Log Printing Workflow
Download source from https://github.com/TarsCloud/TarsJava Package tars-plugins with mvn package Include the generated JAR in your project
Configure logback.xml with an appropriate appender
Obtain a logger via LoggerFactory.getLogger("root") Use logger.debug("message") to emit logs to the configured server
MDC Log Chain Tracing
MDC holds a ThreadLocal map; developers put a traceId into MDC, and the log pattern extracts it, enabling end‑to‑end request tracing.
Log Coloring
Implement a custom ForegroundCompositeConverterBase to define coloring rules, then reference the rule in logback.xml.
Logback Integration with Kafka
Method 1 – Custom Appender
Write a custom appender that sends logs to Kafka and configure it in logback.xml.

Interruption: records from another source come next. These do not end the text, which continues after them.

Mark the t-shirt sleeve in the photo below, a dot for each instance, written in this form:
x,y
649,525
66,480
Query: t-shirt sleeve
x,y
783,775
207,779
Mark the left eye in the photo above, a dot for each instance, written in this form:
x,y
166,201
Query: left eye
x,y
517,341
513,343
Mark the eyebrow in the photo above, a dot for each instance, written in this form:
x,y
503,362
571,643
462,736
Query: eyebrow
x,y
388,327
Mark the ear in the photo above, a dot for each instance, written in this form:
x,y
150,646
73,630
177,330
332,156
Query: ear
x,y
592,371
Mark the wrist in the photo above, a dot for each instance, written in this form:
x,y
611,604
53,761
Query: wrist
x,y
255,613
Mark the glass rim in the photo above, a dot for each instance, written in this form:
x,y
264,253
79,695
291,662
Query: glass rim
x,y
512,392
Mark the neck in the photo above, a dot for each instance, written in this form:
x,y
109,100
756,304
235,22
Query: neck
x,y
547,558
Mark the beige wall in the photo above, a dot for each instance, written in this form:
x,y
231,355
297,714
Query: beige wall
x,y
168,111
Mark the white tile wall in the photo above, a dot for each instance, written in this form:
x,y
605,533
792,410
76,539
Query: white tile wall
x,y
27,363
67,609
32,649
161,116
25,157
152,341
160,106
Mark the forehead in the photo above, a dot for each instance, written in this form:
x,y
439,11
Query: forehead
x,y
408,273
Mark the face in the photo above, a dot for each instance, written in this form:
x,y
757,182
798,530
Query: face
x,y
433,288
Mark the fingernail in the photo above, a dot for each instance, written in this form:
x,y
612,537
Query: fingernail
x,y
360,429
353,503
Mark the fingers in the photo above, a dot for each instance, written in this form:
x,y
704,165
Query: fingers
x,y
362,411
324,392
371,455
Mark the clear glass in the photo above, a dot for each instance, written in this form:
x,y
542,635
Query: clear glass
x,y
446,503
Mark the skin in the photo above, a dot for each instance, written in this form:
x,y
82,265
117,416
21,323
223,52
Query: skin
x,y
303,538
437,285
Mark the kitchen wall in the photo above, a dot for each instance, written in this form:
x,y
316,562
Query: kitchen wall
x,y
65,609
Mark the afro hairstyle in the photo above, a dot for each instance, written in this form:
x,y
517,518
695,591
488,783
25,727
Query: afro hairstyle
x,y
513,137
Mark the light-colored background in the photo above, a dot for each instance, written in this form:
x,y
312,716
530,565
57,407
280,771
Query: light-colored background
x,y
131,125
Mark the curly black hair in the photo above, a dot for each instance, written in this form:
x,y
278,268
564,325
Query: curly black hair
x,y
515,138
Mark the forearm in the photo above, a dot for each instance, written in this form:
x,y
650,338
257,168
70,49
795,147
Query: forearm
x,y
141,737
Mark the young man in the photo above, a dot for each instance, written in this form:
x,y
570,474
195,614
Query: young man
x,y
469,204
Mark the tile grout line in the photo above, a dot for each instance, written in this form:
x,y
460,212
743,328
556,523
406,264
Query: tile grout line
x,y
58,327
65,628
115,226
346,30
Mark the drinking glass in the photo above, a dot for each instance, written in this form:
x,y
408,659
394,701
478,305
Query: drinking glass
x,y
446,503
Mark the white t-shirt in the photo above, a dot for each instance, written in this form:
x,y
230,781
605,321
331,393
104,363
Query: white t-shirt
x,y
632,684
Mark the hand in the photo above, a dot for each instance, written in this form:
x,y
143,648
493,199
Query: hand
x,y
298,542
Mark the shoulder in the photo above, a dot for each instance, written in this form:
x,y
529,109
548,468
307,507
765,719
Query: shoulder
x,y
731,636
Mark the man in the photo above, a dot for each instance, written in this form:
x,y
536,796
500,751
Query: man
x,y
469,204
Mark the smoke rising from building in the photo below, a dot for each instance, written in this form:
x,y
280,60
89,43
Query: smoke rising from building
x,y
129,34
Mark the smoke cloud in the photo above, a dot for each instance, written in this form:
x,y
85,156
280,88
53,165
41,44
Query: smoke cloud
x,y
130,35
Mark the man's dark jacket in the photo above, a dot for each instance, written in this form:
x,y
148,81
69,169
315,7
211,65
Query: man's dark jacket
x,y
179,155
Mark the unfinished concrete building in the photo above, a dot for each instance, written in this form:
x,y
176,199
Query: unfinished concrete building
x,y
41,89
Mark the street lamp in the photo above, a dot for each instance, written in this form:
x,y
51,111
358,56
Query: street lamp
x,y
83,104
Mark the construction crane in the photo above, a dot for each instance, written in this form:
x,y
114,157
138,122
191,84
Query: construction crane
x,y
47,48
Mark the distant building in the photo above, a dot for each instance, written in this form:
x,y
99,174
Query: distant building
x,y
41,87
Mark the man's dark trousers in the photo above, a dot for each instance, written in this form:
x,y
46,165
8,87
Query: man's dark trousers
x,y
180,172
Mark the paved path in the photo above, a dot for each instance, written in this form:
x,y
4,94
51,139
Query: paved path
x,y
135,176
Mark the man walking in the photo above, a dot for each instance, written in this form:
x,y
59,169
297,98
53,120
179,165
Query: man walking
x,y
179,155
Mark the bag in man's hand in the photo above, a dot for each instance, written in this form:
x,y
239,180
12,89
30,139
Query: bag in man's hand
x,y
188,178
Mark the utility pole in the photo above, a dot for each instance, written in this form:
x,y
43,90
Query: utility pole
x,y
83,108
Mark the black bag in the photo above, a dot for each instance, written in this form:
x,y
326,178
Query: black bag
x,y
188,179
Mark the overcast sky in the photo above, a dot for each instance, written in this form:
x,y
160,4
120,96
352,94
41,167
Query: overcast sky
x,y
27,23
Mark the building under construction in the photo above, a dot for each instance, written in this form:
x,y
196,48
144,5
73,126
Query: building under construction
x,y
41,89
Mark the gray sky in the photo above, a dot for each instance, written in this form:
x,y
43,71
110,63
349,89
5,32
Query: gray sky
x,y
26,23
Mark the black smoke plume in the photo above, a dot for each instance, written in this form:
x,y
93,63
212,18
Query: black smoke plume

Method 2 – Open‑Source Kafka Appender
Add the dependency
<dependency>
<groupId>com.github.danielwegener</groupId>
<artifactId>logback-kafka-appender</artifactId>
<version>0.2.0</version>
<scope>runtime</scope>
</dependency>and configure the Kafka appender in logback.xml (e.g.,
<root level="INFO"><appender-ref ref="kafkaAppender"/></root>).
Monitoring and Statistics
Tars reports various metrics such as request count, latency, exceptions, and custom attributes (e.g., memory usage, queue size, cache hit rate). Statistics are aggregated by the SDK and reported to tarsstat at configurable intervals (default 1 minute).
Feature Monitoring
Feature monitors report custom key‑value pairs defined by the SDK (e.g., jvm.memory, jvm.gc) and can be extended programmatically.
Service Health Monitoring
Node services periodically poll managed services and report heartbeat status.
SDK heartbeats are checked for timeout.
Process existence is verified regularly.
Conclusion
The Tars framework offers a comprehensive suite for building, deploying, discovering, configuring, logging, and monitoring microservices, providing visual management, zero‑configuration deployment, high availability, and extensibility for modern backend development.